The other auditing option is a middleware report, “the software that lies between our point-of-care device and EHR.” The total number of critical results is fairly easy to get from the middleware report, she said, though it requires some manual removal of duplicates and retests. “But you can at least get your total. Your denominator is achievable.” The number of critical results requiring notification also requires manually cross-referencing the list of users to a list of job titles.

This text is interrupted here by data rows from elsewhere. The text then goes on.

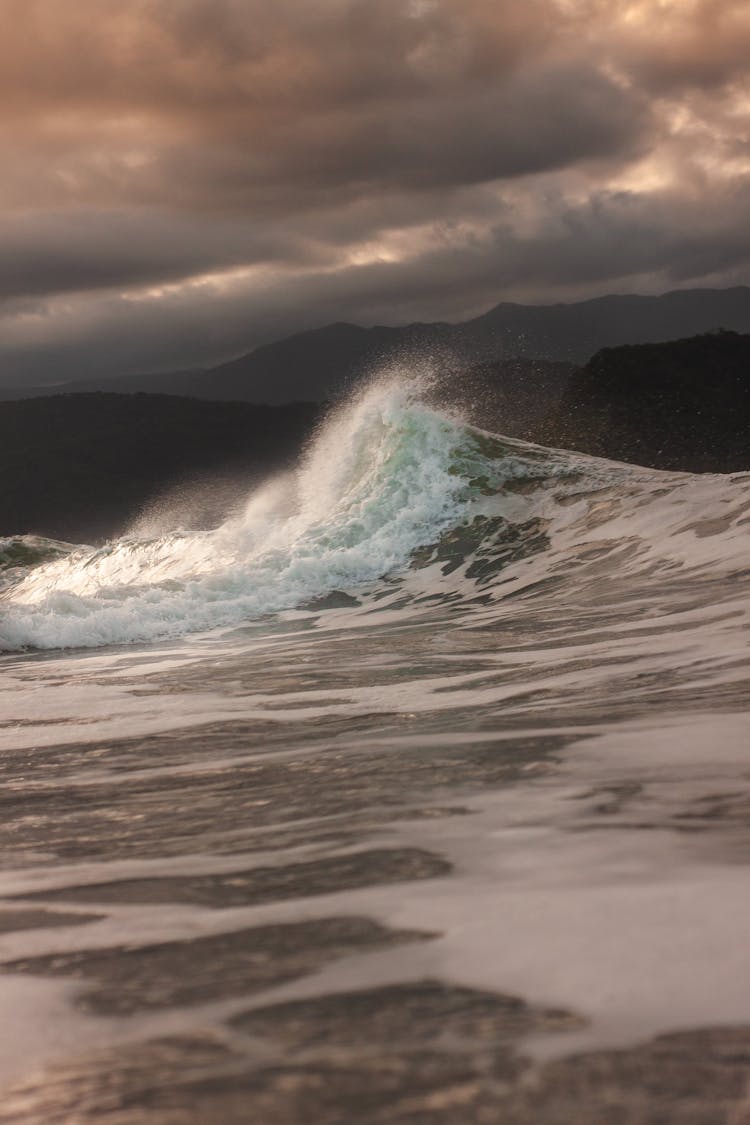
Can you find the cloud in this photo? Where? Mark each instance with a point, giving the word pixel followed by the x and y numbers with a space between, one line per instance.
pixel 186 178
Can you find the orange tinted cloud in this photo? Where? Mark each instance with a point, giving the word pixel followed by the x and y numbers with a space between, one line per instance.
pixel 488 147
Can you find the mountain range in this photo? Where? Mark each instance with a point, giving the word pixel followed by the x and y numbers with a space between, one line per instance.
pixel 316 365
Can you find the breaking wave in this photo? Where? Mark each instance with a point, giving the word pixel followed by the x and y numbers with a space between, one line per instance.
pixel 389 487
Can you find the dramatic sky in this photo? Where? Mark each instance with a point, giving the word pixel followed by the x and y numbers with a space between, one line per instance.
pixel 184 179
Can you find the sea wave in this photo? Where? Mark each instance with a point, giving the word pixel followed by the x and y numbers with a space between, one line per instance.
pixel 394 487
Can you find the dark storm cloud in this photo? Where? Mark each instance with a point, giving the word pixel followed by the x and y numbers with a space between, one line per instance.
pixel 186 178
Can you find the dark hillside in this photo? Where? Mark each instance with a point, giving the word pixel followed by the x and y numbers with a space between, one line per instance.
pixel 679 405
pixel 81 467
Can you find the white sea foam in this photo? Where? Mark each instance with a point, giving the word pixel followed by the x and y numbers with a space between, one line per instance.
pixel 375 485
pixel 385 476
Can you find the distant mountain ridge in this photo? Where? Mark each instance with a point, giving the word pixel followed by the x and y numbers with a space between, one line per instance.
pixel 315 365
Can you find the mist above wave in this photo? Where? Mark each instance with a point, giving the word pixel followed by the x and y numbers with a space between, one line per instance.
pixel 387 482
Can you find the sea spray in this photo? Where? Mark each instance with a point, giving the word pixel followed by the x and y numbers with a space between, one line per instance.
pixel 378 482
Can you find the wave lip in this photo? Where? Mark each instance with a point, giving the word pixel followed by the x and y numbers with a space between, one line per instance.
pixel 378 482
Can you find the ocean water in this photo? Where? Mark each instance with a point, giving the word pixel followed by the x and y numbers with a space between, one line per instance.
pixel 418 790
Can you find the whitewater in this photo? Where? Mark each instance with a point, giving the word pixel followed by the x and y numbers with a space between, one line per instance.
pixel 417 789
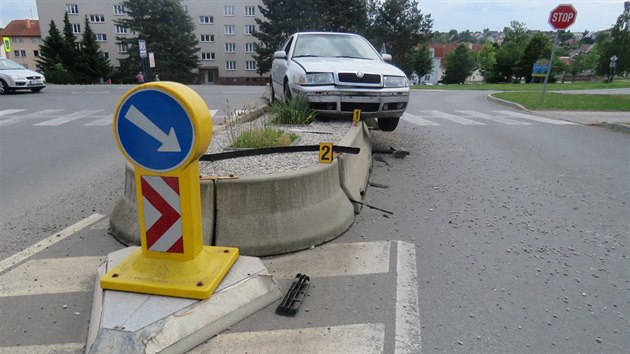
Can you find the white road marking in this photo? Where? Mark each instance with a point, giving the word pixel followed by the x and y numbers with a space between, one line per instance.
pixel 49 241
pixel 45 349
pixel 451 117
pixel 47 113
pixel 417 120
pixel 102 120
pixel 7 112
pixel 356 338
pixel 407 336
pixel 50 276
pixel 341 259
pixel 535 118
pixel 502 120
pixel 68 118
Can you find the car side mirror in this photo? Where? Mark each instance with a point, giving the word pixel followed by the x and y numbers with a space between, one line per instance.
pixel 281 54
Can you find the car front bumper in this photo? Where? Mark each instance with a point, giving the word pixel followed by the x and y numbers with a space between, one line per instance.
pixel 373 103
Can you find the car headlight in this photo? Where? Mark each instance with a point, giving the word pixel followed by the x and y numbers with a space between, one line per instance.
pixel 396 81
pixel 316 79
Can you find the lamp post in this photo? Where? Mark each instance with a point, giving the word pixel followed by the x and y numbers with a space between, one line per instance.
pixel 612 66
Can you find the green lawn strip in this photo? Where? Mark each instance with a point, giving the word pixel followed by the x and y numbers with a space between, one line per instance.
pixel 568 102
pixel 532 87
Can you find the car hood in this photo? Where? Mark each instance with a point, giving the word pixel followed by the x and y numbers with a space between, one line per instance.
pixel 313 65
pixel 21 72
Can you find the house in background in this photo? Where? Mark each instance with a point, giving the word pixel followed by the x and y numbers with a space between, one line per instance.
pixel 223 28
pixel 24 38
pixel 439 53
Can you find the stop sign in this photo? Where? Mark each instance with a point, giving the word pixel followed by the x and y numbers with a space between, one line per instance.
pixel 562 16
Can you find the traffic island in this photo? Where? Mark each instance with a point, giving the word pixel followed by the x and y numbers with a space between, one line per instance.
pixel 272 214
pixel 125 322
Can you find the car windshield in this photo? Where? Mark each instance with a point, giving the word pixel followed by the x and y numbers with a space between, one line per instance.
pixel 334 45
pixel 6 64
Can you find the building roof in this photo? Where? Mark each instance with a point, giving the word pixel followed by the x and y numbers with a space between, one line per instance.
pixel 22 28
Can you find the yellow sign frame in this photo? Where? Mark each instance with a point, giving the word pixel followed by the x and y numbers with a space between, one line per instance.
pixel 198 270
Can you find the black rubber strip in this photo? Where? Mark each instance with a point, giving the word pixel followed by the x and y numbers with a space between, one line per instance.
pixel 275 150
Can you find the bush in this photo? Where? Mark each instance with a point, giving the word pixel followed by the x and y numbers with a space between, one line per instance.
pixel 295 111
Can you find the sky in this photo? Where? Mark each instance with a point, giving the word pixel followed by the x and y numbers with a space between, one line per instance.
pixel 461 15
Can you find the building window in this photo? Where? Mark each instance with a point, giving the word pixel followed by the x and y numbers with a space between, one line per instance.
pixel 207 56
pixel 97 18
pixel 250 11
pixel 119 10
pixel 250 65
pixel 249 29
pixel 72 9
pixel 205 20
pixel 206 38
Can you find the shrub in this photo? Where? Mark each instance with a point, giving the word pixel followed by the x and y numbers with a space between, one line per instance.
pixel 295 111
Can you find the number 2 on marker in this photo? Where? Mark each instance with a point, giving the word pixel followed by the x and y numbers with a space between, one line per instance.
pixel 325 152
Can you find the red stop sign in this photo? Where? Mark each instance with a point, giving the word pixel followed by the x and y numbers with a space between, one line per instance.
pixel 562 16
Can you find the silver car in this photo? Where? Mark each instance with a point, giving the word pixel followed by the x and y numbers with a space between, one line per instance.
pixel 14 76
pixel 338 73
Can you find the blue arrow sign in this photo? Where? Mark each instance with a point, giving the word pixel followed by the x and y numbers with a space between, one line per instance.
pixel 154 130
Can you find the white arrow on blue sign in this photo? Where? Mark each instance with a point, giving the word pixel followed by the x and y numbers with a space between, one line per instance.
pixel 154 130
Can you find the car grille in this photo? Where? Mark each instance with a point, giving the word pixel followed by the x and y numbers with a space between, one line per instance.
pixel 365 107
pixel 353 78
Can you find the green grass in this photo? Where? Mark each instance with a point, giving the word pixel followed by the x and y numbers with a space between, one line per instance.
pixel 532 87
pixel 568 102
pixel 263 137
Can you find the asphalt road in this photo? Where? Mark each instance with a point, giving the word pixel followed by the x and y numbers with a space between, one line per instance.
pixel 509 233
pixel 58 159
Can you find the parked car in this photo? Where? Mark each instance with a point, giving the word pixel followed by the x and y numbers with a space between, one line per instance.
pixel 338 73
pixel 14 76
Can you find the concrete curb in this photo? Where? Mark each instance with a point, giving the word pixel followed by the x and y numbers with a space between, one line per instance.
pixel 271 214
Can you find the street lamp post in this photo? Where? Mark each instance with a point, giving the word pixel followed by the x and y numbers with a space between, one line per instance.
pixel 612 66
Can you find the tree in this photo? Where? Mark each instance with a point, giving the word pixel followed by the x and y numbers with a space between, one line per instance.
pixel 487 60
pixel 459 65
pixel 620 40
pixel 538 47
pixel 421 61
pixel 169 33
pixel 92 65
pixel 401 25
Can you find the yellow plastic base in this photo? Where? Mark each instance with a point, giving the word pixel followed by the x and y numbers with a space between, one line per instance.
pixel 194 279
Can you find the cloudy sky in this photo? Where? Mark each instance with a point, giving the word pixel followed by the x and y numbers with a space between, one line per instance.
pixel 474 15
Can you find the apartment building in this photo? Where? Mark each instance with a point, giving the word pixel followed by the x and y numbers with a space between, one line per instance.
pixel 223 28
pixel 24 39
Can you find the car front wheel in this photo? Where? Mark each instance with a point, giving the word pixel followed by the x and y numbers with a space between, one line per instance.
pixel 4 88
pixel 388 124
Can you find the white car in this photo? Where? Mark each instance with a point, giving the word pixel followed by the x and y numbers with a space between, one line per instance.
pixel 338 73
pixel 14 76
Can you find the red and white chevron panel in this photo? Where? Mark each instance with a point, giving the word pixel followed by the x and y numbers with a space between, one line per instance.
pixel 162 214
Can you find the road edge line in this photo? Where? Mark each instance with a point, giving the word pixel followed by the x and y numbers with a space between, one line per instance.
pixel 49 241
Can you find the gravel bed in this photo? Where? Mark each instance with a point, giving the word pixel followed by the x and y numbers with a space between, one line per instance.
pixel 316 132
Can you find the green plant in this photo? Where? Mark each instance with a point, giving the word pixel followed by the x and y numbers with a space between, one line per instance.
pixel 295 111
pixel 262 137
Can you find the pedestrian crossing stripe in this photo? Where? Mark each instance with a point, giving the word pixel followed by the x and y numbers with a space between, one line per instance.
pixel 54 117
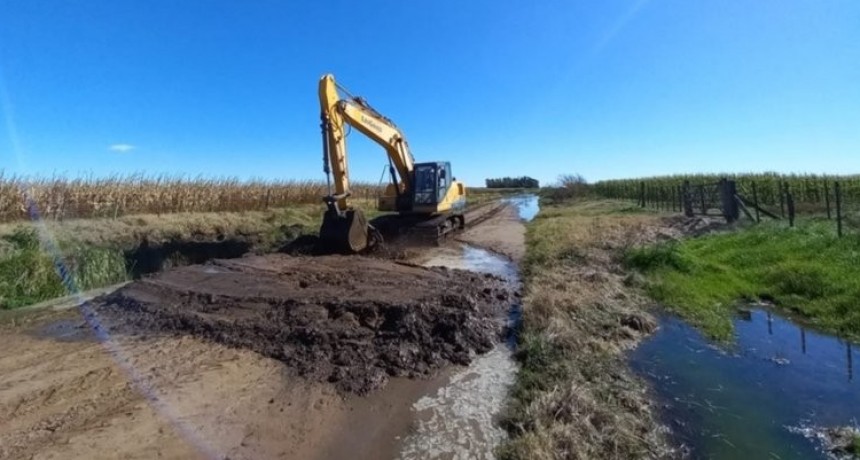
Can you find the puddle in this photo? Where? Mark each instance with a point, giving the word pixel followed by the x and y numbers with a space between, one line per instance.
pixel 746 401
pixel 527 205
pixel 65 330
pixel 458 421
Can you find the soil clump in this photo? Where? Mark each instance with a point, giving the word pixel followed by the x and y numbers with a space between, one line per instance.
pixel 348 320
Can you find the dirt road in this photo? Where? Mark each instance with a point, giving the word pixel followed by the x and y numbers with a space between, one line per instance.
pixel 68 390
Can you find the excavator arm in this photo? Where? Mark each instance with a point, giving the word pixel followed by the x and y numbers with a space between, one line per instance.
pixel 336 113
pixel 423 195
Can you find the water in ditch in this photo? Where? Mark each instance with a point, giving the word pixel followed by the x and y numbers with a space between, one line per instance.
pixel 458 421
pixel 754 398
pixel 527 205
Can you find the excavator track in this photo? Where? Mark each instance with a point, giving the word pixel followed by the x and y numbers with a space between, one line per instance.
pixel 415 229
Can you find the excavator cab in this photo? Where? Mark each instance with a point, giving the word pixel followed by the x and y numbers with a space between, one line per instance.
pixel 432 181
pixel 423 197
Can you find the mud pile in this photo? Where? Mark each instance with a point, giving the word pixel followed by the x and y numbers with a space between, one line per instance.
pixel 353 321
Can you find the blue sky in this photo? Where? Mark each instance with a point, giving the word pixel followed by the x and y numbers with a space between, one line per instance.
pixel 603 88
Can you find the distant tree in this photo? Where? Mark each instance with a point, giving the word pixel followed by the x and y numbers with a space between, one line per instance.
pixel 570 186
pixel 513 182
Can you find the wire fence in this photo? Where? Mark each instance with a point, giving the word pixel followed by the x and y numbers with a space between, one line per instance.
pixel 835 199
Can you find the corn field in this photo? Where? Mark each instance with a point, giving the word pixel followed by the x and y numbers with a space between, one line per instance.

The hardest part is that the middleware report isn’t where the notifications are documented. “So we have to take the information we get from those reports and manually check the electronic health record of each critical result,” she said, “nearly impossible” to do in an institution where thousands of critical results are documented each year.
Now, years into the change, the need for education never ends. “Our point-of-care coordinators are still bringing this up when they round, and I don’t think we will ever stop.”
Addressing noncompliant departments can be challenging, she said. In its auditing, the laboratory can obtain a list of the POC operators, and it sends an email to those who are regularly noncompliant. If noncompliance continues, the inquiry escalates to the nursing manager. Rather than be punitive, she said, they try to understand: “Is it that you don’t know to do this, or is there something in the workflow that doesn’t work?”
Because it can indeed be about workflow. “Sitting in our lab where we have access to our computers and phones and full keyboards and an activity that’s designed for this purpose, we think, ‘Why is nobody doing this? This is easy to do in the lab.’ And it wasn’t until we walked with and talked to the operators that we found out the infrastructure just isn’t there for point-of-care devices.”
Amy Carpenter is CAP TODAY senior editor.